Desde pequeños aprenden a manejar grandes cuchillos y en seguida tienes sus  propios machetes. Con ellos podan los árboles, cortan la hierba, recogen frutos,...con una maestría y un dominio que impresiona
Las niñas también aprenden a tejer y es curioso verlas por todas partes, con sus agujas y lanas de colores llamativos, hacen "chompas", que son rebecas de lana, bolsos,...y disfrutan con la relajación que da este trabajo, tanto que a veces en clase, cuando acaban sus tareas, cogen sus agujas y su lana y se ponen a tejer, sin necesidad de mirar la labor, charlando con sus compañeras o atendiendo la explicación de algún ejercicio.

También cosen. En un taller perfectamente equipado, aprenden a confeccionar faldas, vestidos, camisetas, pantalones,...e incluso hacen los uniformes para ellas mismas y para las más pequeñas, dejando, cuando acaba el curso,un buen armario preparado con uniformes para el curso siguiente.

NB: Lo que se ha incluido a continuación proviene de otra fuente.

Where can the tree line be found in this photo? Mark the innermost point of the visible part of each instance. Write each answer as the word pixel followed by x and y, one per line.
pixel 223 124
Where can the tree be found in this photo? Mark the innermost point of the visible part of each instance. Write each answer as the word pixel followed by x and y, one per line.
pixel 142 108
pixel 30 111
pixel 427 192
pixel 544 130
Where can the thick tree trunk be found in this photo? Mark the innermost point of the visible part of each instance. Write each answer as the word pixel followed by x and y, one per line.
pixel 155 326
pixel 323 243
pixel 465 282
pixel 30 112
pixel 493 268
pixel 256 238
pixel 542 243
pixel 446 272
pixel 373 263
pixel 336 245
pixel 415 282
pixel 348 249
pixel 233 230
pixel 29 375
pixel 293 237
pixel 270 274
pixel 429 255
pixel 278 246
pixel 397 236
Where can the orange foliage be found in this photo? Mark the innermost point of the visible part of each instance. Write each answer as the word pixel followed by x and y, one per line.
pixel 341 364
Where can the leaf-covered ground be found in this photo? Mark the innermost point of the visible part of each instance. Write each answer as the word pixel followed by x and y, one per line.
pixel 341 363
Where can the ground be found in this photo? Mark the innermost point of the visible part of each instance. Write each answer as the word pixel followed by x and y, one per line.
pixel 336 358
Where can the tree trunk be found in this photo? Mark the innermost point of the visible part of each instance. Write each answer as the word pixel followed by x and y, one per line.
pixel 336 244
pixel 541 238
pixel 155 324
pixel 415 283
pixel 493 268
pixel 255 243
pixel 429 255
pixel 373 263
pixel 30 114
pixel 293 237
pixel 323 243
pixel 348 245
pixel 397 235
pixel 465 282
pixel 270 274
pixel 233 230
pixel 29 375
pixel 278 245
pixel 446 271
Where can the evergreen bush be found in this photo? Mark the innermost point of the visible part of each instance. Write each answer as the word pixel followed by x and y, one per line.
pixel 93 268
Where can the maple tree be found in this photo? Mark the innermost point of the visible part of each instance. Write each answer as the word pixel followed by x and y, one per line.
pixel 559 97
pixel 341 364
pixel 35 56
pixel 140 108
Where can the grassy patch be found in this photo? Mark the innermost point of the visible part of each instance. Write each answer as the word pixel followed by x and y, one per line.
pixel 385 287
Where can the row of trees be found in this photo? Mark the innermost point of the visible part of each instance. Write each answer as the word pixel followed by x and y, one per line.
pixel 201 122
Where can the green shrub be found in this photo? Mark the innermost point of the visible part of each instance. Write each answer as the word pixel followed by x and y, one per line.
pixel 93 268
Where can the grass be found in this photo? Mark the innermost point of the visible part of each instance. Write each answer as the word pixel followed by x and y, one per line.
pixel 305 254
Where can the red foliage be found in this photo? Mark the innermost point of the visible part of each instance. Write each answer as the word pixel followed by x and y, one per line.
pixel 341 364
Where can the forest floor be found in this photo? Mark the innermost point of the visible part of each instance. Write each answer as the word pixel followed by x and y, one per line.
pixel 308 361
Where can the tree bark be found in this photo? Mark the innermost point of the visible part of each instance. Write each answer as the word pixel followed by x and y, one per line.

siempre se las ve alegres pero el momento de mayor esparcimiento y en el que más parecen disfrutar es el del baño. Cada día, después de la comida, se despojan de sus uniformes y con un barreño, jabón y su ropa, se dirigen en bloque al río. La misión, como ya dije, está en la orilla del río Chiriaco, que en awajún significa "aguas frías", hay un camino entre la vegetación que todos los días es transitado por cientos de pies, a veces desnudos, que lleva hasta unas escaleras que bajan hasta el agua. Se construyeron estas cuando se levantó un muro para evitar que, en las crecidas del río, se inundara la misión, suceso que ha ocurrido en varias ocasiones. Pues bien, bajando esas escaleras, como una marabunta tecnicolor (se bañan vestidas), entran al río sin miedo alguno, con una destreza admirable, pues la corriente no es fácil de dominar, pero ellas son expertas y nada les asusta. Lleva cada una un barreño de plástico con su ropa y jabón. Como una canoa de juguete lo empujan a cada brazada que dan: alcanzan una zona de piedras que hace una isleta y divide al río en dos y allí lavan su ropa y se asean ellas, se divierten y hacen sus confidencias arrulladas y protegidas por el murmullo del río cuya corriente no cesa nunca. Bañarme con ellas es un placer, les gusta llevarme de la mano, sintiéndose fuertes al proteger esta "apash" rubia que, ellas imaginan, no sabe nadar en sus ríos. Me sientan en las piedras y me tocan el pelo, lo mojan a ver qué le sucede, me tocan la piel, las manos, los pies,...llenas de una curiosidad y una delicadeza infinitas que me arrulla y me hace sentir tan bien que me quedaría siempre aquí

Cuando acaban su quinto curso de secundaria están perfectamente capacitadas para seguir adelante con sus estudios; como su situación económica no es buena (no podemos olvidar que este es un internado para niñas pobres), las que quieren estudiar se van a Jaén o a Chiclayo y allí trabajan en lo que pueden para mantenerse. Me ha sorprendido que el indígena awajún da mucha importancia a la educación, por encima de la seguridad y no es raro ver niñas de comunidades lejanas viviendo solas en poblaciones como Nieva o las que he mencionado antes expuestas a ciertos riesgos.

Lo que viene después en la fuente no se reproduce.